Notaba como poco a poco se ahogaba. Sus pulmones pedían oxígeno a gritos, como si hubiese pasado un largo rato nadando en el mar. Sus brazos se agitaban en la nada en busca de ayuda, pero no obtenían respuesta; su voz retumbaba en su cabeza pero sus cuerdas vocales no emitían sonido alguno. Sin embargo, no estaba bajo el agua; no estaba sola; no se movía.
Estaba de rodillas en medio del frío asfalto de la calle mientras se abrazaba el cuerpo con los brazos y sus ojos ardían por las lágrimas que pugnaban por salir. Del cielo gris caían pequeñas gotitas de lluvia que instaban a la chica a refugiarse. Pero ella no se movió.
La gente que pasaba por su lado la miraba con indiferencia o con desdeño, despreciando la forma torpe en que los hombros de la chica se agitaban al ritmo de su llanto. Nadie mostró preocupación por una desconocida que lloraba angustiada sin motivo aparente.
Alguien le dio un empujón y ella por fin reaccionó. Tenía que salir de allí, de aquel grupo de gente apresurada e impasible que corría a refugiarse de la lluvia sin importar la chica tirada en medio de la calle.
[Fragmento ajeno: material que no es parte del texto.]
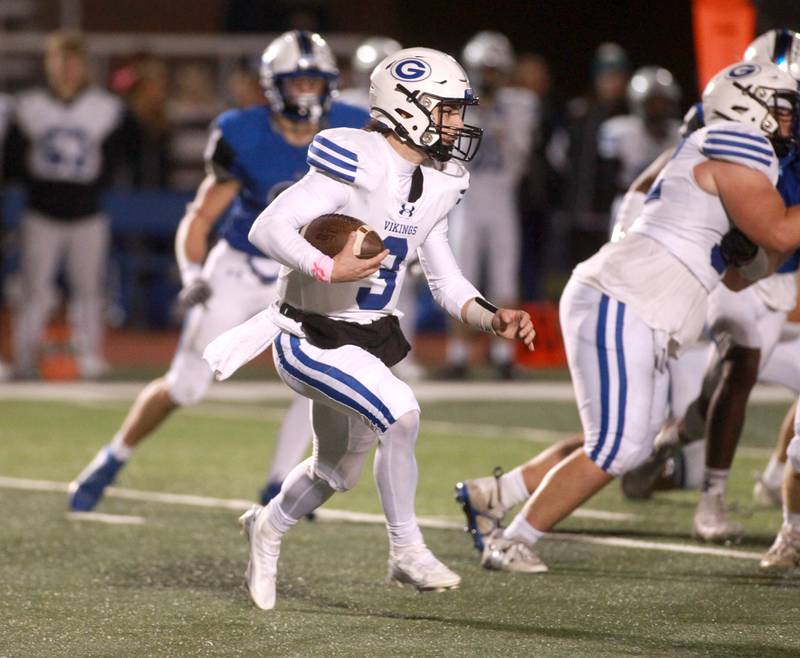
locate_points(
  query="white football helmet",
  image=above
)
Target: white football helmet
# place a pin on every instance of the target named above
(650, 81)
(405, 91)
(298, 53)
(781, 47)
(749, 92)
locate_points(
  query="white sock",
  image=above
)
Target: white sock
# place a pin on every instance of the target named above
(773, 473)
(403, 535)
(457, 351)
(715, 480)
(119, 450)
(520, 530)
(791, 519)
(512, 488)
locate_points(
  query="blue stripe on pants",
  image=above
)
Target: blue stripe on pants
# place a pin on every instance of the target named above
(602, 358)
(623, 386)
(325, 388)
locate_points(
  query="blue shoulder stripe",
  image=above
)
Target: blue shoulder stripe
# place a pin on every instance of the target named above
(332, 159)
(733, 133)
(335, 147)
(733, 142)
(330, 170)
(736, 154)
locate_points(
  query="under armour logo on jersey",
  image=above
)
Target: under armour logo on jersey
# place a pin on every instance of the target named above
(406, 210)
(412, 69)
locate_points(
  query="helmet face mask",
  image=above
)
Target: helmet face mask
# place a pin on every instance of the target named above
(758, 94)
(415, 93)
(294, 55)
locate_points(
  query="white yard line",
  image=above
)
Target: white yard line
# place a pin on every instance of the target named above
(113, 519)
(360, 517)
(549, 391)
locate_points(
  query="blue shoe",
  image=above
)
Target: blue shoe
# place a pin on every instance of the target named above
(272, 489)
(480, 500)
(85, 492)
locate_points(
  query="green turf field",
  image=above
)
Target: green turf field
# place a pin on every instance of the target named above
(174, 586)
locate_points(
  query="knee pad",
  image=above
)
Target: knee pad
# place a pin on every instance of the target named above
(188, 379)
(628, 457)
(793, 453)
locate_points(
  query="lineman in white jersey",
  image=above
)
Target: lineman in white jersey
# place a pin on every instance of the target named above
(638, 301)
(486, 227)
(338, 336)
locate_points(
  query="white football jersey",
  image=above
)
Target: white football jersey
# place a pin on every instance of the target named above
(688, 221)
(371, 183)
(667, 286)
(67, 138)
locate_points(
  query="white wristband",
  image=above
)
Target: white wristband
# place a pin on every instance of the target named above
(190, 272)
(478, 315)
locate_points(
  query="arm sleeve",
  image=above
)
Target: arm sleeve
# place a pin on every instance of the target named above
(219, 156)
(448, 286)
(276, 230)
(732, 144)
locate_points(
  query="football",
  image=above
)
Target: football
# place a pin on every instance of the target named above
(329, 233)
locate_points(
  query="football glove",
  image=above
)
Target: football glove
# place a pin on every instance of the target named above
(196, 292)
(736, 248)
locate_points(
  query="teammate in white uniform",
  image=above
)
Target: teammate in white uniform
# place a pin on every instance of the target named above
(338, 333)
(486, 227)
(638, 301)
(253, 154)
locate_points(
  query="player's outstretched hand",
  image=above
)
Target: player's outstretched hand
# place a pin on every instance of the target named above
(348, 267)
(513, 323)
(197, 292)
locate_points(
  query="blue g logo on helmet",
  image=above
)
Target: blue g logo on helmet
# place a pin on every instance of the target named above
(742, 71)
(411, 70)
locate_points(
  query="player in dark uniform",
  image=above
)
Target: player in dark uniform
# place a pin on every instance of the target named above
(252, 155)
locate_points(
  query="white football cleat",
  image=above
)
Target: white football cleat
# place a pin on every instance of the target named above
(767, 495)
(501, 554)
(265, 546)
(480, 500)
(784, 554)
(417, 566)
(712, 523)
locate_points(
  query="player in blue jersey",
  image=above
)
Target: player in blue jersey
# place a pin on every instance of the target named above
(252, 155)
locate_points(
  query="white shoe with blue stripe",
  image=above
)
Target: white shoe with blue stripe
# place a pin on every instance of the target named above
(501, 554)
(418, 566)
(265, 547)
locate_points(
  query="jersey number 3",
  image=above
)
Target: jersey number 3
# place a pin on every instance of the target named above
(375, 301)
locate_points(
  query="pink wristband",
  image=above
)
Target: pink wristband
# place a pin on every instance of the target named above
(322, 269)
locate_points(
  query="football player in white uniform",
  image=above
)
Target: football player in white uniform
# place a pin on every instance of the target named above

Tenía que huir.
Se levantó aturdida del suelo y comenzó a caminar en contra de la marea de transeúntes que llenaban las calles de la ciudad. La lluvia arreciaba pero a ella no le importó. No era consciente de ello. Solo un pensamiento ocupaba su mente e invadía cada fibra de su ser.
Solo lo veía a él. Sus ojos oscuros que la atravesaban de arriba a abajo con escrutinio y la hacían estremecer. Cómo poco a poco se alejaba entre el gentío con ojos fríos y vacíos, carentes de emoción. Y cómo ella se hundía en una profunda oscuridad sin retorno. Lo había sentido en su propia piel, como un agujero negro que absorbe todo lo demás y solo deja ese sentimiento de vacío, porque es tan grande que ni siquiera así se puede eliminar.
Solo prestaba atención a ese hueco recién formado en su pecho que la consumía con lentitud, como si el tiempo se hubiera detenido. No prestaba atención a nada más. Las lágrimas recorrían su rostro sin tregua, pero llorar no aliviaba su pesadumbre ni le ayudaba a calmarse. Ya nada lo hacía.
Iba tan ensimismada en sus pensamientos que no se dio cuenta de hacia donde se dirigía ni si iba en la dirección correcta.
De pronto, un golpe. Oscuridad y silencio. Un torbellino de imágenes en color y de sonidos inconexos y estridentes pasaron a toda velocidad por su mente confusa. Amor. Igual de bonito que el cielo azul de la primavera y tan devastador como un tornado que se lo lleva todo a su paso. Dolor. Frío y abstracto, que se colaba por la más mínima rendija de su alma y crecía poco a poco, arrastrándola consigo.
No supo cuando tiempo pasó así. Días, quizá meses, años... Tal vez solo unos segundos. Pero a ella le pareció una eternidad. No quería despertar, quería permanecer así para siempre. Pero todo llega a su fin. Y lo último que ella pensó fue: "Inalcanzable".
El amor, la más mortal de las cosas mortales. Te mata tanto cuando lo tienes... Como cuando no.